The effects of heat on physical health are well documented, but very few studies have looked at the effects of extreme heat on mental health. This nationwide study is the largest and most comprehensive analysis of daily ambient temperature and mental health-related ED visits in US adults of all ages. As extreme heat days are expected to increase as climate change worsens, the findings fill an important research gap and provide evidence-based support for interventions. Proactive and policy solutions can mitigate heat-related crises.
Lead author of the study, Dr Amruta Nori-Sarma, associate professor of environmental health at BUSPH said: “Emergency department visits represent some of the most costly interactions in the care system. health. “Addressing the need of the most vulnerable for early access can have a positive impact on individual health and costs, as well as conserve health care resources for vulnerable populations. other emergencies.”
According to Nori-Sarma, these new findings should spur healthcare providers to prepare for the growing demand for mental health services during periods of extreme heat. “As heatwaves are forecast, clinicians and public health professionals can use our findings to specifically prepare for reaching patients with health conditions.” existing psyche.”
The study’s senior author, Dr.

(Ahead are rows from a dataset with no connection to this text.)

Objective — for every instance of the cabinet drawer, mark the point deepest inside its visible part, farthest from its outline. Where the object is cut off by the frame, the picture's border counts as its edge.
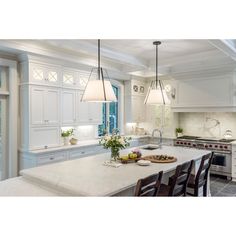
(51, 158)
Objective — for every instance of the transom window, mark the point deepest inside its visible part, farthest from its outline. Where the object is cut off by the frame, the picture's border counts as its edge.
(110, 115)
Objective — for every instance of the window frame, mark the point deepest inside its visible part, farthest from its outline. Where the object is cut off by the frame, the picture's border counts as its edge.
(120, 101)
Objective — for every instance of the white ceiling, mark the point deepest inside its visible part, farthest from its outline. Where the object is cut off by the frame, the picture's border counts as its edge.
(137, 56)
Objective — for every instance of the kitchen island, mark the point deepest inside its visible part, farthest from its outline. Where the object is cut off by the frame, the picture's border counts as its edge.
(89, 177)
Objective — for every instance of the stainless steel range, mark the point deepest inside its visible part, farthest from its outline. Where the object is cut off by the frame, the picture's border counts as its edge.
(222, 149)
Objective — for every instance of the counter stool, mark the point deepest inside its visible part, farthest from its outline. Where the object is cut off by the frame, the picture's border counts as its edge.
(178, 182)
(201, 178)
(149, 186)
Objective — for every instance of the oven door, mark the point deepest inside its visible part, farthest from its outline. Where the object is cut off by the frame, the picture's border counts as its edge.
(221, 163)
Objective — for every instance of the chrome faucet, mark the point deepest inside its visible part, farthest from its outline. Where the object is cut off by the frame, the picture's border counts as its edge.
(160, 132)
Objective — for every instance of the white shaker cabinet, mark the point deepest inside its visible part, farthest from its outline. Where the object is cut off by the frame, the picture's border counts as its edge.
(44, 106)
(70, 78)
(43, 138)
(68, 107)
(44, 74)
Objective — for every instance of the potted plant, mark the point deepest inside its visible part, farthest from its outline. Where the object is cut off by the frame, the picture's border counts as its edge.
(65, 134)
(179, 132)
(115, 142)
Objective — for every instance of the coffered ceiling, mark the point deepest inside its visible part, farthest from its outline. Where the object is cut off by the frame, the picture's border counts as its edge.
(127, 57)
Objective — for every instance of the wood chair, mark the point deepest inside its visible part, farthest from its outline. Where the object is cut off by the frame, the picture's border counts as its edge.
(149, 186)
(177, 184)
(201, 178)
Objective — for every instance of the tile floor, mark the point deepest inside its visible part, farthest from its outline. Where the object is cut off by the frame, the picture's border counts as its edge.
(221, 187)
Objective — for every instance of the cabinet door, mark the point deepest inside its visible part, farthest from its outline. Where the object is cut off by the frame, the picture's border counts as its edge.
(69, 78)
(37, 106)
(95, 113)
(82, 110)
(51, 106)
(52, 75)
(44, 137)
(68, 107)
(37, 73)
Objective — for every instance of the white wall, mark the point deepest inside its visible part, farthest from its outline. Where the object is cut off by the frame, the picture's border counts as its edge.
(196, 124)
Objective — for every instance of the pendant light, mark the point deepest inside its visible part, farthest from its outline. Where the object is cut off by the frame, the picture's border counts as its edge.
(156, 94)
(100, 89)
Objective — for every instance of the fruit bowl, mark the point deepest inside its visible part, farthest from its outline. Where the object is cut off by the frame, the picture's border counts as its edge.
(130, 158)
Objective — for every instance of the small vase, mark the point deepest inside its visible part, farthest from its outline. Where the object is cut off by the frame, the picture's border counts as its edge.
(179, 135)
(114, 155)
(66, 141)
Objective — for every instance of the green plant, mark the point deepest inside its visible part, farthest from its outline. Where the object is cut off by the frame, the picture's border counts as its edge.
(67, 133)
(179, 130)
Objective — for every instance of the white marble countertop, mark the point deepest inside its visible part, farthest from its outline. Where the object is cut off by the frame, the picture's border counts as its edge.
(20, 186)
(89, 177)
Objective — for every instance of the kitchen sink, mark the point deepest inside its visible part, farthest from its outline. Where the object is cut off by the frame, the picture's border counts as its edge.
(150, 147)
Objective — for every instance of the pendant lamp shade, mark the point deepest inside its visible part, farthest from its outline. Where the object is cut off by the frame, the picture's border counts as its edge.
(99, 89)
(95, 91)
(156, 94)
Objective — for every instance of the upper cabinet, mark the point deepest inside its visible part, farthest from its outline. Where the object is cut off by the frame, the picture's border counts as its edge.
(70, 78)
(44, 108)
(44, 74)
(204, 93)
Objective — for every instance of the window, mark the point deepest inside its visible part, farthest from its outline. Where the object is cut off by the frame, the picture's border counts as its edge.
(110, 117)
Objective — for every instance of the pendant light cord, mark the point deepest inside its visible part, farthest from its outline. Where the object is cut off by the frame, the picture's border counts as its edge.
(100, 71)
(157, 80)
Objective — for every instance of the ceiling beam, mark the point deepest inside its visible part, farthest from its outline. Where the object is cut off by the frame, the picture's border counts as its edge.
(226, 46)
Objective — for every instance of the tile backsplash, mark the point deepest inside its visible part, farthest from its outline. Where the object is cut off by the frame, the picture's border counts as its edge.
(208, 124)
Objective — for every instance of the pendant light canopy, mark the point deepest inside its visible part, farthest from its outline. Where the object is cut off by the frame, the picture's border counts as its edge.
(100, 89)
(156, 94)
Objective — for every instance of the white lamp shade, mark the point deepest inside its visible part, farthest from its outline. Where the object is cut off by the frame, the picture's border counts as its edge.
(94, 92)
(154, 97)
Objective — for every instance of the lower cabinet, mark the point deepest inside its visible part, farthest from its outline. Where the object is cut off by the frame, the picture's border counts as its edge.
(43, 138)
(31, 159)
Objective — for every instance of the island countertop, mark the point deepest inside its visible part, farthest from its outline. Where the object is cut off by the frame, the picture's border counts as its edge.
(89, 177)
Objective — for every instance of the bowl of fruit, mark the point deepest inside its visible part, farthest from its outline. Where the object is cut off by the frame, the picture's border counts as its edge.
(129, 158)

Gregory Wellenius, professor of environmental health and director of the Climate and Health Program at BUSPH, said the public could also benefit from this insight.

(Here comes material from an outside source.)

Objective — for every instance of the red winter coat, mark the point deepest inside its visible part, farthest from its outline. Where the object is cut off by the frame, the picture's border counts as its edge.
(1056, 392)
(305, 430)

“On days of intense heat, it is important for each of us to take the necessary precautions to take care of ourselves and our loved ones, which may include getting checked for Neighbors or family members may be vulnerable to heat exposure. .
For the study, Nori-Sarma and colleagues collected medical claim data on mental health-related ED visits from the OptumLabs Repository, which contains unidentified, longitudinal health information. of more than 200 million Medicare Advantage enrollees commercially and throughout the United States. Researchers analyzed approximately 3.5 million ED visits among 2.2 million adults 18 years of age and older with commercial health insurance or Medicare Advantage during the warm season (May through September) from 2010 to 2019.

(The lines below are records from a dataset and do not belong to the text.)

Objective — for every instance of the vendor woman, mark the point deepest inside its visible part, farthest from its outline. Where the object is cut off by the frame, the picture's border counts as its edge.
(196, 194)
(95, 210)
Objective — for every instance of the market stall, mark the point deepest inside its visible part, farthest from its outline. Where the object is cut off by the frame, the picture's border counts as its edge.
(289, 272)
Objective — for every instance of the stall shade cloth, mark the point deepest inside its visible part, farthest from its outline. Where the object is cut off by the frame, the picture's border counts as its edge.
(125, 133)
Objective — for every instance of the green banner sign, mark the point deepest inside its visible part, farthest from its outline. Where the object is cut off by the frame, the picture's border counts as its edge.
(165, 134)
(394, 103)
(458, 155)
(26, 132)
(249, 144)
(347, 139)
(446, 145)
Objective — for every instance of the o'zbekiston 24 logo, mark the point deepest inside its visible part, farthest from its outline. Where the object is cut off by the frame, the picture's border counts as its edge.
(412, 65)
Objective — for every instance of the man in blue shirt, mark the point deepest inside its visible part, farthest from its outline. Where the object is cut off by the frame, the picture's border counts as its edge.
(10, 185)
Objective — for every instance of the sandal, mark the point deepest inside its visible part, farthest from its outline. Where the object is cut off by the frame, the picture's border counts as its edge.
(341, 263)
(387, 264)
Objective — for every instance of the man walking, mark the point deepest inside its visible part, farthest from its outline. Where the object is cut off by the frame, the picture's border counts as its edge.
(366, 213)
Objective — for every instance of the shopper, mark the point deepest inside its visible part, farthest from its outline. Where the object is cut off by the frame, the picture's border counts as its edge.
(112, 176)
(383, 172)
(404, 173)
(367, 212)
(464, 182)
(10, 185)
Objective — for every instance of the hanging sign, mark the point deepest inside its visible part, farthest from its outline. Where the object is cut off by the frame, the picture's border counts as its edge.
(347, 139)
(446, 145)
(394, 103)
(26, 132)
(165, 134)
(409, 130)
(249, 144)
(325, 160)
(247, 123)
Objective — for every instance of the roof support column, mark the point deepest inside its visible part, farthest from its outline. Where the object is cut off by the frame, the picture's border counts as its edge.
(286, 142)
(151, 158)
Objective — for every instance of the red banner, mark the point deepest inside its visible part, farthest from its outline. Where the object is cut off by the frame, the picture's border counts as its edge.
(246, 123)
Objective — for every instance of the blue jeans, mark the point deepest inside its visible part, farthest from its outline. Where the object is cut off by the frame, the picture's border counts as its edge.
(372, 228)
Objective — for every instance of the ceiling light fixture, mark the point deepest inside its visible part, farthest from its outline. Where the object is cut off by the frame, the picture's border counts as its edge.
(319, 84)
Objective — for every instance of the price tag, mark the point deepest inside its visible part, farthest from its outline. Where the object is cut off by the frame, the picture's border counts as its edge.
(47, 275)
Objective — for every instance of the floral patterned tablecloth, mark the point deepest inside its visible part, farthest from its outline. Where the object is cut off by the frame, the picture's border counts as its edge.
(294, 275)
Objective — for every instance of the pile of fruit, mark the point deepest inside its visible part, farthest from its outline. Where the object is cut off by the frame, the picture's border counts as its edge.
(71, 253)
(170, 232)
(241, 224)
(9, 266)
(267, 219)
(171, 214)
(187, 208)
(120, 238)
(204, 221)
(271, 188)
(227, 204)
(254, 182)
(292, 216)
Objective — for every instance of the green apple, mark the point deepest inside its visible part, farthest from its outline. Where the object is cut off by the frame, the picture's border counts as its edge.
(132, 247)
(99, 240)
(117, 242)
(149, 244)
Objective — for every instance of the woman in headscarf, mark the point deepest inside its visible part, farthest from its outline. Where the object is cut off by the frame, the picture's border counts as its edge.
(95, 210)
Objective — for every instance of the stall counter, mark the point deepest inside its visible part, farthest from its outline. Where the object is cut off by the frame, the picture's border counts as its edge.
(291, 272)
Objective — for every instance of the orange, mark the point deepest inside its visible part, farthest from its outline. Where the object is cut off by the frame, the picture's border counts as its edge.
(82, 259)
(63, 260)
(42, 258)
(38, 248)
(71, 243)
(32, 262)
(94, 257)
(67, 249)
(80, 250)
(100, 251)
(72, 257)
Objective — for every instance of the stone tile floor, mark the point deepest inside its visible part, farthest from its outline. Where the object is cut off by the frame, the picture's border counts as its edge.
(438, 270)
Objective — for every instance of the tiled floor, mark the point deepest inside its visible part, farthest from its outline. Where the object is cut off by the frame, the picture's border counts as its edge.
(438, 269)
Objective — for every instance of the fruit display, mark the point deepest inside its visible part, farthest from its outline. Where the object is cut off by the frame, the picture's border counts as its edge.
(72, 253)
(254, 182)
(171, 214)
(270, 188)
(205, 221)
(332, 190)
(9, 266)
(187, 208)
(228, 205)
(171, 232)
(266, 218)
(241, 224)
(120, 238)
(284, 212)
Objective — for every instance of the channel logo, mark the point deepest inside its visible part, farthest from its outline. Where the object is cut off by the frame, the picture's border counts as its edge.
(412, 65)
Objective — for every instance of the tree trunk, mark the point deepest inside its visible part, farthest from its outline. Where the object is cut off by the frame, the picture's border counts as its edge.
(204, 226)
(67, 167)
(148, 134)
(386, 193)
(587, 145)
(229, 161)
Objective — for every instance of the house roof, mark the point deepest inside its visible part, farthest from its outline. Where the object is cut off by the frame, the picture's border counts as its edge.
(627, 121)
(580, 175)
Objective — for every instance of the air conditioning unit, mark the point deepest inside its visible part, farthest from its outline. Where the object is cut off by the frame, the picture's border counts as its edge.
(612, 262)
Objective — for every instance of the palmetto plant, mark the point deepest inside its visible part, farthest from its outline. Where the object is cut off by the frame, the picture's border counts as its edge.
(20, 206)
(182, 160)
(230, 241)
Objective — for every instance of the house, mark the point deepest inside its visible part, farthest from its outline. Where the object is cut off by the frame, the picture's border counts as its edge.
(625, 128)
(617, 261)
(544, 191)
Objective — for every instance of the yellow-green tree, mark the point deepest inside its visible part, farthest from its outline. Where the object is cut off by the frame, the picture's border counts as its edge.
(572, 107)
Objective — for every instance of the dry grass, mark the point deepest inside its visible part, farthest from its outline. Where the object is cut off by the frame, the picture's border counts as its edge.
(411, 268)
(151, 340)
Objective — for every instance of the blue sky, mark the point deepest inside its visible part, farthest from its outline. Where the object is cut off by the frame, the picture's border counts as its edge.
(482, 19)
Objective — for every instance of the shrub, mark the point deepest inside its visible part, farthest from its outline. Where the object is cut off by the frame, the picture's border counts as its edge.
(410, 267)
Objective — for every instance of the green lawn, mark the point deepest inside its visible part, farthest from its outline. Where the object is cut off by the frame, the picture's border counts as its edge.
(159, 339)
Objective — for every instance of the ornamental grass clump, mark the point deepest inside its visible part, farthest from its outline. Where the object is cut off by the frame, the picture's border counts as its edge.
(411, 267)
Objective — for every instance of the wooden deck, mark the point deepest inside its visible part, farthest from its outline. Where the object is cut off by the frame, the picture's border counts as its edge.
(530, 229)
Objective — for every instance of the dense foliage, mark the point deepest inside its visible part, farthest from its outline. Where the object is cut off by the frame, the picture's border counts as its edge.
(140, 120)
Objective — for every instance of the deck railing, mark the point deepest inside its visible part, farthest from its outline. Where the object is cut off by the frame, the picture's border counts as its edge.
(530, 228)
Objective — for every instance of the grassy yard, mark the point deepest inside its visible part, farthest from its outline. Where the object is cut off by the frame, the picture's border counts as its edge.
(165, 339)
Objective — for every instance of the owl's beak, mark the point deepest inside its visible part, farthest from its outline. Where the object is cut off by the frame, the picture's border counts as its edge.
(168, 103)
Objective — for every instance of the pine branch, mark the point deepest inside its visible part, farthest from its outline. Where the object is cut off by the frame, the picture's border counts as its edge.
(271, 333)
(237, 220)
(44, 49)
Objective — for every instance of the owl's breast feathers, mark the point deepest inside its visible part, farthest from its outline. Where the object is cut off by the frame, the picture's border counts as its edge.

Extreme heat days — defined as temperatures above the 95th percentile of the county temperature distribution — are most strongly associated with ED visits to check for behavioral and behavioral disorders substance use in childhood, followed by anxiety, stress-related disorders and somatoform and mood disorders. Extreme heat is also associated with ED screening for schizophrenia.
The researchers found that the effects of heat on mental health were similar across age groups, and were evident in both men and women and in every region of the country. “These results show that heat can have a profound effect on people’s mental health regardless of age, gender or where they live,” said Wellenius.
The authors found the impact of heat to be slightly higher in the Northeast, Midwest, and Northwest. While those areas typically experience lower temperatures than the southeastern or southwestern United States, “that’s exactly why populations in these areas are likely to be hardest hit during this time.” high temperature,” said Nori-Sarma. “They don’t necessarily have the skills or resources to cope during periods of extreme heat. Heat events will become even more extreme as the climate continues to warm, so it’s important. It’s doubly important to identify the most vulnerable populations and help them adapt to warmer summer conditions.”
In future studies, the researchers aim to identify public health strategies that will help alert people to the risks posed by extreme heat and better protect community members. copper is most vulnerable. Follow-up research will also explore the impact of high temperatures on mental health over longer periods (i.e. heatwaves), as well as the impact on the vulnerable groups that this study has. uninsured, including those who are uninsured, low-income, and diverse. / ethnic minorities and those who are experiencing less urgent situations.
The continuing impacts of COVID-19 on mental health will also shape this work. The gridlock, social isolation and general uncertainty in the early days of the pandemic increased demand — and limited availability — for mental health services because ED is overwhelmed with patients who are experiencing a physical emergency, Nori-Sarma said.
“As we move into the upcoming summer, it is important to note that a combination of stressors — pandemics and climate — can exacerbate mental health conditions,” she said. existing god. “The mental health system should plan accordingly.”